We focused on consumption and food. The food and beverage industry, specifically the grocery industry in NY can value to $50 billion. The team looked at different market opportunities, scanned the landscape and focused more on Gen Z, mainly also because the research was more focused on this audience, and how they viewed sustainability in consumption.

Value Mapping & Consumer Analysis

We did comprehensive research on value mapping, market research, and landscape analysis. We set our focus on grocery shoppers with busy lives but consistent habits.

We wanted to look at daily experiences, focusing on high impact experiences, with a lower effort barrier.

Insight: Closing the Say-Eat Gap through changing habits & behavior can easier be done by small nudges

By utilizing behavioral science, and in this case, the concept of nudges, changing personal behavior can be done in a manner that feels frictionless, and part of everyday life.

Transforming the Grocery Experience: Stir-Fri starts even before you buy your groceries.

By engaging Gen Z shoppers through everyday activities such as the grocery experience, consumption and spending habits can change, if the nudges are done well (that's us!).


For Stir-Fri, the point of intervention begins even before you buy, centering it at habit formation as shoppers go about their daily habits.

Intervention Strategy

Stir-Fri's framework has 5 steps, with the main goal of improving consumption and spending habits.

Invite

The goal is to first Invite the shopper to build their habits.

Inform

Aligning shopper habits to recipes and grocery tips that fit their lifestyle.

Action

Stir-Fri then becomes your personal guide, creating a customized shopping list for you.

Motivate

Once the shopper gets to do their groceries, Stir-Fri documents their spending and consumption through receipts & cart images.

Sustain

Then, the habit-changing becomes consistent.
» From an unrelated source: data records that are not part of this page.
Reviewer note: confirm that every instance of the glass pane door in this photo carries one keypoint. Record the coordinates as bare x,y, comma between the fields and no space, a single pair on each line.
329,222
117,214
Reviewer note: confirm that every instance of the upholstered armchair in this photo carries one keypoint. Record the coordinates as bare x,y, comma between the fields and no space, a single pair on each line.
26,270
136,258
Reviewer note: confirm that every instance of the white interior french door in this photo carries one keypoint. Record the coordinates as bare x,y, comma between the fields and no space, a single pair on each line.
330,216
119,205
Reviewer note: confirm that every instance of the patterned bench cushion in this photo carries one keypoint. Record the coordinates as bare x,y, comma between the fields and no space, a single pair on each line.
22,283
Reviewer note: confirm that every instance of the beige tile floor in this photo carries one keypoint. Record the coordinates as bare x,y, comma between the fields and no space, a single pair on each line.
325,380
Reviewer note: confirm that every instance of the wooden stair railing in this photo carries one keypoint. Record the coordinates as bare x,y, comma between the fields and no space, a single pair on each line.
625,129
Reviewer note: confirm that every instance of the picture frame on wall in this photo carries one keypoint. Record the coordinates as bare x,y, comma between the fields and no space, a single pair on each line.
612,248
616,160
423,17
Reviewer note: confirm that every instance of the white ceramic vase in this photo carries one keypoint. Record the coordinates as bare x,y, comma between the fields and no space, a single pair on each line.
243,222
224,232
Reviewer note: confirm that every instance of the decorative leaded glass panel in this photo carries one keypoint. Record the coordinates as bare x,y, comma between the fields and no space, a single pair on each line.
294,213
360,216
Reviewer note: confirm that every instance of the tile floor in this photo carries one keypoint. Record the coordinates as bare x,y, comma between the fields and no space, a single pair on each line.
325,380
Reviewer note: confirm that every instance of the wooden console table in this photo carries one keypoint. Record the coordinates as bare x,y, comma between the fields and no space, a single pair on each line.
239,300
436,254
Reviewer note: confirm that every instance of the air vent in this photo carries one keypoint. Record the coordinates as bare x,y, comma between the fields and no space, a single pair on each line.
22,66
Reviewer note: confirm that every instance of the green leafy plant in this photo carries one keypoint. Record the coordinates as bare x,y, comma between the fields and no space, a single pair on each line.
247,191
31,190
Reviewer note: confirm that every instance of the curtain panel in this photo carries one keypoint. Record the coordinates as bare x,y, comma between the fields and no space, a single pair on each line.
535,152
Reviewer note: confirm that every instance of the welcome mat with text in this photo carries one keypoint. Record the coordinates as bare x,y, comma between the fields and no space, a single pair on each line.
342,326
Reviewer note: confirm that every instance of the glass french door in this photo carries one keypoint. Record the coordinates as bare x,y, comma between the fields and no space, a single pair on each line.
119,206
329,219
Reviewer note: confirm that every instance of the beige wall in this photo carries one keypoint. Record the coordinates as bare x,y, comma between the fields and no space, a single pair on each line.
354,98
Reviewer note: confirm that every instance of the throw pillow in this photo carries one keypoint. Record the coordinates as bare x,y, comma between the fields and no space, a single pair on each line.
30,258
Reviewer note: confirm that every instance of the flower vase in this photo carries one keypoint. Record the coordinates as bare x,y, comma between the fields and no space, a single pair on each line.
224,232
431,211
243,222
It then tracks your goals, habits, expenses, and utilizes this for the next grocery run.

Setting Stir-Fri Apart


Stir-Fri's main challenge was to be an experience that felt invisible. We as designers and strategists know that habit changing is not a short, instantaneous process that happens overnight, but is something that is built over time.


We wanted to create an experience that builds on existing habits through small nudges, rather than trying to change one's personality or habits immediately.


Further Steps: The Stir-Fri Ecosystem


Again, Stir-Fri is meant to be a whole experience. We thought of other strategies that could further sustain building habits.


Reflection


I found this project to be a thoughtful one. We utilized everyday, mundane experiences as a way to tap into one's consumption and spending habits, ultimately to reduce food waste. It focuses solely on habit building, with the idea of bringing improvement to one's routine and daily life.


Stir-Fri is not just a capstone project, but it allowed us designers x strategists to fully strategize on how to utilize small nudges as part of an experience.

Stir-Fri


Improving consumption and spending habits through the grocery experience.